The National Stroke Foundation had reported that more than 500,000 Australians were estimated to suffer a stroke during the 10 years from 2008 to 2017 (1). If we also consider its financial implications, as at 2005, the economic burden of stroke in Australia was estimated to be approximately $2.14 billion each year (1).
A stroke results in sudden and devastating changes not only to the lives of patients but also to their families, friends, employers and the wider community. Stroke survivors with disability are reportedly much more likely to suffer a ‘profound core activity limitation’ than the average person with a disability, which means that an affected person is unable to independently achieve (or always needs help with) communication, mobility or self-care (4).
The funds from trauma insurance can be used for living expenses, medical needs, rehabilitation, and any changes needed to your home to improve access.

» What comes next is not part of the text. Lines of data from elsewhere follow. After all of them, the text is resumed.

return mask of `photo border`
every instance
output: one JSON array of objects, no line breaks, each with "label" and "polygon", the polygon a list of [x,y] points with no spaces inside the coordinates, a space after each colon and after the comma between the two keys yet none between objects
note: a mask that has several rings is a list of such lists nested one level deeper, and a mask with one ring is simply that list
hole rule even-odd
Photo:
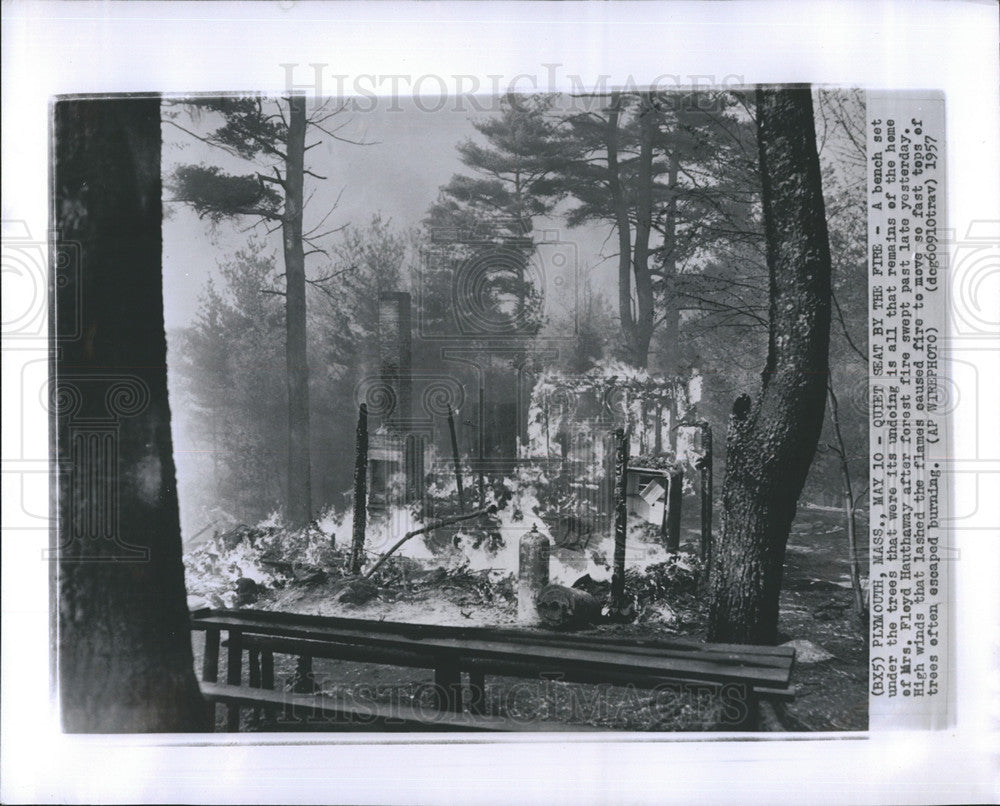
[{"label": "photo border", "polygon": [[[3,31],[5,243],[12,231],[6,222],[20,222],[27,238],[48,240],[49,187],[40,178],[49,171],[54,95],[281,92],[281,65],[293,62],[336,64],[338,74],[349,76],[534,75],[541,83],[552,64],[565,65],[563,81],[610,74],[624,82],[658,75],[656,65],[667,63],[672,74],[692,83],[723,75],[746,84],[941,89],[949,229],[963,242],[978,243],[974,229],[985,223],[990,243],[988,227],[1000,220],[989,181],[1000,173],[995,6],[840,2],[815,8],[806,20],[801,6],[785,2],[15,4],[4,8]],[[572,85],[557,81],[553,88]],[[8,369],[44,358],[50,349],[44,335],[4,335]],[[995,408],[996,337],[954,331],[952,337],[953,353],[977,367],[979,410]],[[13,386],[22,391],[17,382]],[[971,474],[977,486],[956,483],[952,492],[953,511],[972,513],[953,525],[962,560],[955,563],[950,614],[954,730],[877,732],[854,741],[830,741],[842,734],[752,742],[690,734],[615,736],[610,742],[577,736],[567,759],[564,737],[323,737],[261,745],[230,735],[60,734],[50,683],[40,673],[50,657],[50,564],[39,553],[47,528],[32,531],[48,511],[47,492],[38,484],[39,477],[48,479],[48,424],[40,406],[15,409],[16,401],[4,394],[5,431],[18,429],[26,437],[15,456],[5,442],[3,463],[5,802],[774,802],[796,799],[806,782],[815,802],[983,802],[996,796],[989,750],[997,728],[992,603],[998,546],[991,530],[1000,517],[996,497],[989,496],[990,481],[995,485],[1000,473],[995,434],[970,435],[955,423],[952,472],[956,479]],[[11,422],[15,415],[20,423]],[[34,520],[11,523],[12,513]],[[812,748],[812,741],[822,747]],[[261,780],[260,770],[283,774]]]}]

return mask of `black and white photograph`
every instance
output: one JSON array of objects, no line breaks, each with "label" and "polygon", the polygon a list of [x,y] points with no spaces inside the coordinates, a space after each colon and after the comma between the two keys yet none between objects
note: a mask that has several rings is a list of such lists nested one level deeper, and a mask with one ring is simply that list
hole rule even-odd
[{"label": "black and white photograph", "polygon": [[159,5],[37,4],[109,46],[4,60],[5,801],[989,802],[971,93],[615,5],[179,4],[129,73]]},{"label": "black and white photograph", "polygon": [[[55,114],[61,237],[162,231],[169,381],[106,264],[54,388],[66,729],[867,727],[862,92]],[[104,701],[95,578],[162,705]]]}]

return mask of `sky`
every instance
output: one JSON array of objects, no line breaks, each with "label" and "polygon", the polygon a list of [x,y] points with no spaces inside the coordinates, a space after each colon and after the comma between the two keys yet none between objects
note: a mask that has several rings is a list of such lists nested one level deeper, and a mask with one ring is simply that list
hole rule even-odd
[{"label": "sky", "polygon": [[[412,98],[396,101],[395,108],[391,104],[385,101],[372,111],[345,112],[337,119],[337,123],[347,124],[338,132],[340,136],[369,145],[336,142],[324,137],[321,145],[307,151],[307,168],[326,177],[324,180],[306,177],[305,195],[308,197],[315,191],[306,208],[304,228],[307,231],[326,215],[338,196],[337,208],[324,223],[323,230],[343,225],[364,227],[376,213],[390,219],[399,230],[417,227],[437,198],[440,186],[454,173],[467,171],[455,146],[470,136],[478,137],[472,120],[481,119],[486,112],[452,106],[423,111],[414,106]],[[218,125],[217,120],[208,116],[191,120],[186,114],[178,118],[178,122],[201,135]],[[231,157],[169,124],[164,123],[162,132],[165,180],[182,164],[217,165],[227,172],[240,174],[260,169],[260,166]],[[318,138],[307,131],[306,144]],[[187,205],[171,203],[167,181],[164,182],[164,210],[164,321],[169,361],[177,331],[190,325],[197,314],[206,281],[210,276],[217,276],[217,266],[245,248],[254,233],[241,231],[251,223],[249,221],[223,221],[213,227],[207,220],[200,220]],[[601,262],[602,249],[609,251],[617,247],[615,239],[608,239],[609,229],[590,227],[567,232],[559,221],[536,220],[534,232],[536,238],[545,232],[550,238],[555,233],[554,237],[567,239],[570,253],[576,254],[578,263],[597,265]],[[258,228],[256,234],[263,236],[263,227]],[[341,237],[341,234],[329,236],[324,246],[335,244]],[[267,242],[276,253],[280,251],[279,232],[267,236]],[[558,246],[540,248],[535,260],[545,260],[555,251],[559,251]],[[322,255],[308,258],[307,272],[314,277],[328,273],[324,271],[324,260]],[[280,257],[278,265],[281,265]],[[616,266],[615,261],[607,260],[597,270],[600,277],[592,274],[593,287],[606,287],[609,299],[614,298],[610,292],[616,282]],[[562,282],[552,272],[546,274],[546,281],[548,311],[562,320],[570,308],[566,300],[572,299],[567,291],[575,289],[577,284]],[[176,373],[168,374],[172,395],[178,391],[177,377]],[[184,487],[191,479],[200,478],[204,470],[193,458],[201,452],[202,445],[195,438],[189,441],[190,413],[179,404],[173,409],[175,460],[178,479]],[[210,481],[205,480],[205,483]],[[190,536],[204,525],[204,518],[183,495],[180,503],[183,531],[185,536]]]},{"label": "sky", "polygon": [[[374,213],[381,213],[400,229],[416,227],[437,198],[438,189],[456,172],[467,169],[458,158],[455,146],[478,133],[472,121],[482,119],[488,111],[477,111],[468,99],[434,109],[431,100],[424,99],[423,111],[412,98],[379,99],[373,111],[344,112],[336,122],[347,125],[339,134],[370,145],[353,145],[324,138],[322,145],[307,152],[307,162],[313,172],[327,181],[307,177],[306,195],[315,195],[306,210],[306,229],[310,221],[321,219],[340,194],[340,203],[327,220],[324,229],[341,225],[364,226]],[[489,102],[483,106],[489,109]],[[394,106],[393,106],[394,105]],[[181,119],[183,125],[199,133],[210,130],[212,121]],[[327,125],[330,125],[329,123]],[[307,144],[314,137],[307,133]],[[163,126],[163,172],[168,176],[184,163],[217,164],[232,172],[246,172],[249,164],[229,157],[224,152],[205,145],[173,126]],[[168,331],[188,324],[195,315],[205,281],[216,265],[246,246],[250,233],[240,232],[250,222],[222,222],[213,228],[200,220],[186,205],[170,203],[169,191],[164,190],[167,215],[163,224],[164,318]],[[600,265],[594,276],[595,288],[610,291],[614,283],[612,261],[602,259],[616,243],[605,247],[607,227],[579,228],[567,231],[560,221],[536,222],[536,232],[550,230],[560,240],[568,239],[576,246],[579,260],[586,265]],[[263,233],[263,229],[259,228]],[[332,235],[328,242],[335,242]],[[269,243],[280,247],[278,234]],[[307,268],[322,274],[322,262],[310,258]],[[602,262],[603,261],[603,262]]]},{"label": "sky", "polygon": [[[482,141],[472,122],[487,117],[497,106],[495,99],[481,96],[443,100],[401,96],[356,101],[358,109],[345,111],[326,125],[343,123],[344,128],[339,131],[342,137],[369,145],[323,137],[321,145],[307,152],[307,167],[327,178],[319,181],[307,177],[306,194],[315,191],[306,209],[307,230],[310,222],[326,215],[338,194],[339,205],[324,230],[342,225],[363,227],[375,213],[402,230],[418,226],[440,186],[453,174],[468,172],[455,146],[469,137]],[[863,110],[860,114],[863,116]],[[200,121],[183,117],[181,122],[204,134],[215,121],[207,117]],[[828,131],[822,126],[818,128],[821,129],[818,139],[823,141],[825,152],[821,159],[843,169],[847,161],[840,154],[850,151],[851,145],[835,128]],[[165,123],[162,131],[164,177],[184,163],[215,164],[235,173],[247,172],[252,167],[169,124]],[[318,136],[307,132],[307,144]],[[164,318],[170,332],[191,322],[207,278],[219,262],[225,262],[246,246],[251,233],[241,231],[249,222],[222,222],[213,229],[186,205],[170,203],[166,189],[164,200]],[[559,219],[536,221],[536,234],[542,230],[555,233],[559,241],[572,245],[580,277],[588,275],[595,291],[609,300],[617,298],[614,256],[617,239],[610,224],[569,230]],[[256,232],[262,233],[262,228]],[[330,236],[327,245],[337,237]],[[269,243],[275,250],[280,247],[277,233],[270,236]],[[313,276],[324,273],[320,257],[307,261],[307,270],[315,272]]]}]

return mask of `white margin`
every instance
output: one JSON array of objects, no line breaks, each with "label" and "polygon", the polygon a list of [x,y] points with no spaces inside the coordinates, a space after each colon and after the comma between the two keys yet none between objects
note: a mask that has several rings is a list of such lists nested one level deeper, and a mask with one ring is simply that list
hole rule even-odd
[{"label": "white margin", "polygon": [[[284,89],[282,63],[333,73],[547,75],[664,72],[942,89],[947,215],[962,237],[1000,220],[998,16],[992,2],[80,3],[3,9],[2,218],[48,228],[49,101],[60,93]],[[699,80],[699,79],[695,79]],[[555,89],[567,89],[565,85]],[[548,89],[543,86],[542,89]],[[6,231],[5,231],[6,235]],[[5,286],[8,278],[4,277]],[[989,285],[992,283],[992,285]],[[987,280],[996,289],[996,278]],[[6,310],[5,303],[5,310]],[[44,329],[42,330],[44,333]],[[39,353],[39,350],[42,352]],[[997,612],[1000,347],[978,339],[978,440],[953,494],[957,723],[857,740],[700,742],[349,740],[273,747],[205,737],[67,737],[48,706],[47,424],[25,402],[44,339],[5,340],[2,792],[15,802],[978,803],[1000,800]],[[28,369],[24,369],[28,367]],[[970,441],[972,440],[972,441]],[[958,458],[963,459],[964,455]],[[40,472],[41,471],[41,472]],[[226,744],[220,744],[225,741]]]}]

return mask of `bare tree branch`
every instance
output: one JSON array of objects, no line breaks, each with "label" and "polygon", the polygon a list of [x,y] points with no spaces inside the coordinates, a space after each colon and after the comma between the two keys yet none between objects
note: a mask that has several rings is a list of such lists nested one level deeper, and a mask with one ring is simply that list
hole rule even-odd
[{"label": "bare tree branch", "polygon": [[315,126],[317,129],[319,129],[321,132],[323,132],[323,134],[325,134],[327,137],[332,137],[334,140],[337,140],[338,142],[341,142],[341,143],[348,143],[348,144],[354,145],[354,146],[373,146],[373,145],[379,145],[380,144],[378,140],[369,140],[369,141],[365,142],[364,140],[351,140],[348,137],[341,137],[339,134],[337,134],[337,132],[340,129],[344,128],[344,126],[346,126],[347,123],[342,123],[340,126],[338,126],[333,131],[331,131],[329,129],[326,129],[323,126],[320,126],[318,123],[316,123],[314,121],[311,121],[311,120],[307,121],[307,123],[310,126]]},{"label": "bare tree branch", "polygon": [[325,238],[327,235],[334,235],[338,232],[343,232],[348,226],[348,224],[341,224],[339,227],[328,229],[326,232],[321,232],[318,235],[303,235],[302,240],[309,243],[310,241],[318,240],[319,238]]},{"label": "bare tree branch", "polygon": [[[318,229],[319,229],[320,227],[322,227],[322,226],[323,226],[323,224],[325,224],[325,223],[326,223],[326,220],[327,220],[327,219],[328,219],[328,218],[329,218],[329,217],[330,217],[331,215],[333,215],[333,211],[334,211],[334,210],[336,210],[336,209],[337,209],[337,207],[338,207],[338,206],[340,205],[340,199],[341,199],[341,197],[342,197],[342,196],[344,195],[344,190],[345,190],[345,189],[346,189],[346,188],[341,188],[341,189],[340,189],[340,193],[338,193],[338,194],[337,194],[337,198],[336,198],[336,199],[334,200],[334,202],[333,202],[333,206],[332,206],[332,207],[331,207],[331,208],[330,208],[330,209],[329,209],[329,210],[327,211],[326,215],[325,215],[325,216],[323,216],[323,217],[322,217],[322,218],[321,218],[321,219],[319,220],[319,223],[318,223],[318,224],[317,224],[317,225],[316,225],[315,227],[313,227],[313,228],[312,228],[311,230],[309,230],[308,232],[306,232],[306,233],[305,233],[305,235],[307,235],[307,236],[312,236],[312,234],[313,234],[313,233],[314,233],[314,232],[315,232],[316,230],[318,230]],[[318,237],[318,236],[317,236],[317,237]]]},{"label": "bare tree branch", "polygon": [[163,122],[167,123],[167,124],[169,124],[171,126],[173,126],[175,129],[180,129],[185,134],[193,137],[195,140],[200,140],[201,142],[205,143],[206,145],[210,145],[213,148],[219,149],[220,151],[225,151],[227,154],[230,154],[231,156],[234,156],[234,157],[238,157],[239,159],[246,159],[246,157],[244,157],[242,154],[240,154],[232,146],[228,146],[225,143],[220,143],[218,140],[215,140],[212,137],[206,137],[205,135],[197,134],[196,132],[191,131],[187,127],[181,126],[181,124],[177,123],[177,121],[170,120],[169,118],[164,118]]},{"label": "bare tree branch", "polygon": [[[245,227],[238,227],[237,231],[241,232],[241,233],[243,233],[243,232],[250,232],[250,230],[255,229],[256,227],[259,227],[261,224],[264,224],[267,220],[268,219],[266,219],[263,216],[261,216],[256,221],[254,221],[252,224],[248,224]],[[264,229],[266,230],[267,227],[265,227]]]},{"label": "bare tree branch", "polygon": [[316,278],[314,278],[312,280],[308,280],[307,282],[310,282],[313,285],[321,284],[321,283],[328,283],[328,282],[330,282],[330,280],[333,280],[333,279],[335,279],[337,277],[340,277],[343,274],[347,274],[347,272],[353,271],[356,268],[357,268],[357,266],[348,266],[347,268],[341,269],[340,271],[335,271],[333,274],[328,274],[326,277],[316,277]]},{"label": "bare tree branch", "polygon": [[844,312],[841,310],[840,303],[837,301],[837,295],[832,290],[830,291],[830,298],[833,300],[833,308],[837,312],[837,320],[840,322],[840,328],[844,333],[844,339],[847,341],[850,348],[861,357],[861,360],[867,364],[868,356],[861,352],[858,346],[854,343],[854,340],[851,338],[851,334],[848,333],[847,322],[844,321]]},{"label": "bare tree branch", "polygon": [[[278,169],[275,168],[274,172],[277,173]],[[257,174],[257,178],[261,182],[271,182],[272,184],[280,185],[281,187],[285,187],[285,180],[282,179],[280,176],[278,178],[275,178],[273,176],[267,176],[266,174],[258,173]]]}]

1. National Stroke Foundation 2010. Facts, figures, and statistics. Retrieved online 29/07/2010 from http://www.strokefoundation.com.au/facts-figures-and-stats
2. Australian Institute of Health and Welfare 2010. Australia’s Health 2010. Australia’s health series no. 12. Cat. no. AUS 122. Canberra: AIHW.
3. Mosso M. and Baumgartner R.W. 2000. Transient ischemic attacks and prolonged reversible ischemic neurologic deficit. Diagnosis, differential diagnosis andtreatment. Praxis (Bern 1994). Mar 23; 89(13):542-8.
4. AIHW: Senes S. 2006. How we manage stroke in Australia. AIHW cat. no. CVD 31. Canberra: Australian Institute of Health and Welfare.